Disclaimer: I purchased my SPIbelt Endurance Series two years ago. SPIbelt did not send me this product which means this review is based on my own personal experience; your own personal experiences may vary.
Running shoes, running attire, and a running watch. When I first starting running three years ago, this was the minimum set of requirements I needed to start running. At the time, I wasn’t running very far from home, so I never carried my phone. Once I started to get more comfortable with running further, I knew I needed something to carry my phone in the event my wife needed to get in touch with me. I considered an armband, but really don’t like anything strapped to my arms when I run. I ended up purchasing a hydration belt for runs over 10 kiometres, but the one I opted for had a pocket which was too small for my phone. I was finding I was leaving my phone at home more often than I should. It wasn’t until I ran my first half marathon in October 2014 that I was introduced to the SPIbelt.
SPIbelt stands for Small Personal Item Belt and comes in many varieties. One of my running friends was wearing the SPIbelt Endurance Series which not only carries small items like a phone in the pouch, it has toggles to carry a race bib and loops to carry gels. It looked like something MacGuyver would wear if he were a runner. I compared the Original SPIbelt (same size pouch, but no toggles or loops) and the Endurance Series and opted for the later; even if I didn’t need to carry gels and a race bib, it’s good to have the option when I need it.
Running with the SPIbelt meant I would also need to get more comfortable racing without a hydration belt which is something I always wanted to do; I always felt awkward toeing the line wearing a hydration belt and it’s somewhat frustrating for me to pull out the water bottles and replace them each time I needed a drink. I practiced running a few races with a hydration belt, but focused on hitting aid stations without having to stop. By the middle of 2015, I stopped wearing a hydration belt for races and only wore my SPIbelt. The real breakthrough for me was when I ran my second marathon without the hydration belt. It was liberating!
The first thing I noticed when I starting running with the SPIbelt is the snug fit and lack of bounce. I was very concerned the weight and size of the phone would cause the pouch to bounce and read a few reviews where this was happening to other runners, but it doesn’t for me! In fact, once I started running, I quickly forget I’m wearing anything on my waist! The trick is to wear the SPIbelt low on your waist and adjust the elastic so it’s snug enough to prevent bouncing.

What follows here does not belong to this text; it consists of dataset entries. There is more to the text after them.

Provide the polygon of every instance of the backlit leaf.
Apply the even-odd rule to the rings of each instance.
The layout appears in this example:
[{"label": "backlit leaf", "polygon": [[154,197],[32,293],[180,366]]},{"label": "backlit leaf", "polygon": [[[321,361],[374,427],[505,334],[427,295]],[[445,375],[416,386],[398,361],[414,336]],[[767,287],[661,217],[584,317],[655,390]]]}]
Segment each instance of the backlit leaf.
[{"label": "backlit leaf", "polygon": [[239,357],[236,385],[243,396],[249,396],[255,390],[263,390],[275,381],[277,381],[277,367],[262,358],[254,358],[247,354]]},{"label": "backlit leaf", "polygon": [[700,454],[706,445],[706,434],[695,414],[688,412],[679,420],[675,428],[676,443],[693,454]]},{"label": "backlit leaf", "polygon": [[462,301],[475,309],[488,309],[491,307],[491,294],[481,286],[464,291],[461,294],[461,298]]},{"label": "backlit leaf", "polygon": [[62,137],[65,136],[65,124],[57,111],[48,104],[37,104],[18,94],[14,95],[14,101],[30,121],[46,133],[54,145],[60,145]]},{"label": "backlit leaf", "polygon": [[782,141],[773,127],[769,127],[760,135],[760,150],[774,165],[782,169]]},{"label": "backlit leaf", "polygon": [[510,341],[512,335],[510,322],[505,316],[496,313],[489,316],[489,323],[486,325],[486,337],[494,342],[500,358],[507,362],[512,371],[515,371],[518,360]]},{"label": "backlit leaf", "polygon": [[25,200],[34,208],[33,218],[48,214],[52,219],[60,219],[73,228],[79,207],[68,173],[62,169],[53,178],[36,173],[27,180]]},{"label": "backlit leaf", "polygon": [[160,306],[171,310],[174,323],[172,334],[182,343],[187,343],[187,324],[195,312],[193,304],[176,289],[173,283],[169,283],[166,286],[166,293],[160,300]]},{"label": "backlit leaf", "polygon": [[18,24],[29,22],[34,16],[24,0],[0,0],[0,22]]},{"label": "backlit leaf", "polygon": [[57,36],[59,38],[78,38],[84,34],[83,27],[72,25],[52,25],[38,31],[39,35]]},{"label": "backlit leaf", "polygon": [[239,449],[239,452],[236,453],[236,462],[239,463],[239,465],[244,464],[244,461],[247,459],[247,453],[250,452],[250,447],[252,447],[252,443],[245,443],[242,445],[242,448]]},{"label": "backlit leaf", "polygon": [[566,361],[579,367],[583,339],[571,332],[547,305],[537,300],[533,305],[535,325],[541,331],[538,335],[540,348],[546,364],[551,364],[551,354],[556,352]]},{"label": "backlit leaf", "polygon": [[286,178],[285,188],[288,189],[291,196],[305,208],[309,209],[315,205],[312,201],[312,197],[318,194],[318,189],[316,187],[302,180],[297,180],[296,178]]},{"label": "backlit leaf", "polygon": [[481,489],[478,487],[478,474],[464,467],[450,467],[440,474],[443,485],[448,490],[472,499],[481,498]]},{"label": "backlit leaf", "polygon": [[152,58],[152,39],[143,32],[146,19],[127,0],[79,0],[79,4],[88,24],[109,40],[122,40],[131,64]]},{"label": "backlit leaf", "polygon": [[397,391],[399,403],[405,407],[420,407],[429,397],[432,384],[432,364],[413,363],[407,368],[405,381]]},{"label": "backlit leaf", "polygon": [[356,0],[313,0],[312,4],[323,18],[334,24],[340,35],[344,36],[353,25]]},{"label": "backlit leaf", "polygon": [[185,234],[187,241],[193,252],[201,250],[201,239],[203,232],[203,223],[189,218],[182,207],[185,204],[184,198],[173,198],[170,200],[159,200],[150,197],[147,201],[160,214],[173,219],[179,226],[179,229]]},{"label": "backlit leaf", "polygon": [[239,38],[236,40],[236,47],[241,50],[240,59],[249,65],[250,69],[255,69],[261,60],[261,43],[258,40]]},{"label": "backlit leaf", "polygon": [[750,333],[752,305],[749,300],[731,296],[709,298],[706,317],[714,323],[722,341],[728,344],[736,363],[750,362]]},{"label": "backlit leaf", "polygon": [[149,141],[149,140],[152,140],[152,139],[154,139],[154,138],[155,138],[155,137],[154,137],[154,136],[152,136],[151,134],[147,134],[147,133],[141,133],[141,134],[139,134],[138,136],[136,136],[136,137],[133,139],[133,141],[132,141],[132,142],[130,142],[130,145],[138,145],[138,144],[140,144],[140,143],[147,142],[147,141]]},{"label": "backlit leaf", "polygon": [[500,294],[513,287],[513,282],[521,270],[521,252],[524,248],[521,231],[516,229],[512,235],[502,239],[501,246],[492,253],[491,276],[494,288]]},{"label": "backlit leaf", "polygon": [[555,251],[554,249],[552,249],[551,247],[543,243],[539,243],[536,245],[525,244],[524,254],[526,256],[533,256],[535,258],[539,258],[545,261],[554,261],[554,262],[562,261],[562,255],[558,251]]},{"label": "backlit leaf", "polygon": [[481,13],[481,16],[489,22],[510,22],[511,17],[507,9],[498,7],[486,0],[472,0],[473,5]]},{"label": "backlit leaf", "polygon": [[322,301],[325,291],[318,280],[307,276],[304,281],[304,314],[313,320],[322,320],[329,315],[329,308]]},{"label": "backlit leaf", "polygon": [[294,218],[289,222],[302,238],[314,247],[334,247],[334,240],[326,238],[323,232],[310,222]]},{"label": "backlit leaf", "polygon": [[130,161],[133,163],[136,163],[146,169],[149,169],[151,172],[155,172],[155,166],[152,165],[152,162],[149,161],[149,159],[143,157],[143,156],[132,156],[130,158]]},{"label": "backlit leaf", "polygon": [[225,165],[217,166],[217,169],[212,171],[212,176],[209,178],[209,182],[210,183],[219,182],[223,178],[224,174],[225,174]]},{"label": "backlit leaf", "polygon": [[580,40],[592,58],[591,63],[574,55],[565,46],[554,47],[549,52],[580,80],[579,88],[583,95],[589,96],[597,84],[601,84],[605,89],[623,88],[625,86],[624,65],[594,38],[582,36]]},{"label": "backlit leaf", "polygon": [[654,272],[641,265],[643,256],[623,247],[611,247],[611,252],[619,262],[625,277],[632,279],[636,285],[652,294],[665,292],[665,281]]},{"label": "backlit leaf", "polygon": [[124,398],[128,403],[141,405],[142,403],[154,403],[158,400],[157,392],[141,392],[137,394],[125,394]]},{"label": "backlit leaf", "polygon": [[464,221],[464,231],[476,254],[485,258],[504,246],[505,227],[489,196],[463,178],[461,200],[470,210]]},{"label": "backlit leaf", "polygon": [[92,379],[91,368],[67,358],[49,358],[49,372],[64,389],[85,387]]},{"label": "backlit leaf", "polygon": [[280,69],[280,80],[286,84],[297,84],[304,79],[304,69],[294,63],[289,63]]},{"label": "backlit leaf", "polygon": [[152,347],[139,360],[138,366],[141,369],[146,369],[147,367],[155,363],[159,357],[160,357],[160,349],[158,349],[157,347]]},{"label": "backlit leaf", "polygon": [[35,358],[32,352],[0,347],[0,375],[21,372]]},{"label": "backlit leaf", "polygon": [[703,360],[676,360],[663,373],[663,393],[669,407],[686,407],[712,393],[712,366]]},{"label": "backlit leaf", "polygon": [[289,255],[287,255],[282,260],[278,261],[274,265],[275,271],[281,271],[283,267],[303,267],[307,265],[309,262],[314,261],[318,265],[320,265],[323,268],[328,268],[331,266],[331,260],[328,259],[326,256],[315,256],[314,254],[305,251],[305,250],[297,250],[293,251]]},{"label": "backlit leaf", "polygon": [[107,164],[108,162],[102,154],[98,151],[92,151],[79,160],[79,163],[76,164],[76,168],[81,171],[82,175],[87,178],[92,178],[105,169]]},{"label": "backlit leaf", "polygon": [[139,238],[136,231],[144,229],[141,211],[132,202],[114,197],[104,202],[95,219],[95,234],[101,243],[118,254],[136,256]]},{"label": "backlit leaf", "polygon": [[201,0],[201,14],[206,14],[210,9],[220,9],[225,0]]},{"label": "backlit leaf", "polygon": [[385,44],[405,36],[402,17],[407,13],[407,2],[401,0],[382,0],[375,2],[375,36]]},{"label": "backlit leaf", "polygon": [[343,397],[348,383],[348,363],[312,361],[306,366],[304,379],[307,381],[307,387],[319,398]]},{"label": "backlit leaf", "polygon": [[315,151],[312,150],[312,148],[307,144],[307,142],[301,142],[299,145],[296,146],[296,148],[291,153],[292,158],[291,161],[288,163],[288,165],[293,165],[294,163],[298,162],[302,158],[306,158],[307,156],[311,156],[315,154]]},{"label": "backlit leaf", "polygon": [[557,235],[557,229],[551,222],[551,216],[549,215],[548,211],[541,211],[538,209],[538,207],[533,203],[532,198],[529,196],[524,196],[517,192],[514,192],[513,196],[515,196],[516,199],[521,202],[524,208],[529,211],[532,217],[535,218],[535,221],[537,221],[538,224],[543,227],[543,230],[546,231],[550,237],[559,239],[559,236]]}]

The only issue I do have is my phone is fairly large and while it fits snugly inside, if I don’t open the zipper all the way, I sometimes feel like I’m struggling to get my phone out.
The SPIbelt Endurance has a weather-resistant pouch, but it isn’t waterproof. I sweat a lot when I run and probably should keep my phone in a plastic bag; however, I never do and while the pouch can get wet, I never had a problem with my phone getting wet; maybe I’ve been getting lucky. SPIbelt recommends their waterproof accessory, the aLOKSAK, but I suppose you could also use a zip-lock bag.
I still wear a hydration belt during my really long runs, but recently noticed SPIbelt also makes the SPI H2O Venture Series. I may need to pick one up to I can finally wear a hydration belt AND carry my phone at the same time on really long training runs!
Overall I love my SPIbelt Endurance Series and highly recommend this product to anyone looking for a versatile running accessory that can carry a phone or other small items as well as a race bib and gels. While the SPIbelt Endurance Series may not be the right model for you, there are many other options on their website which may work better.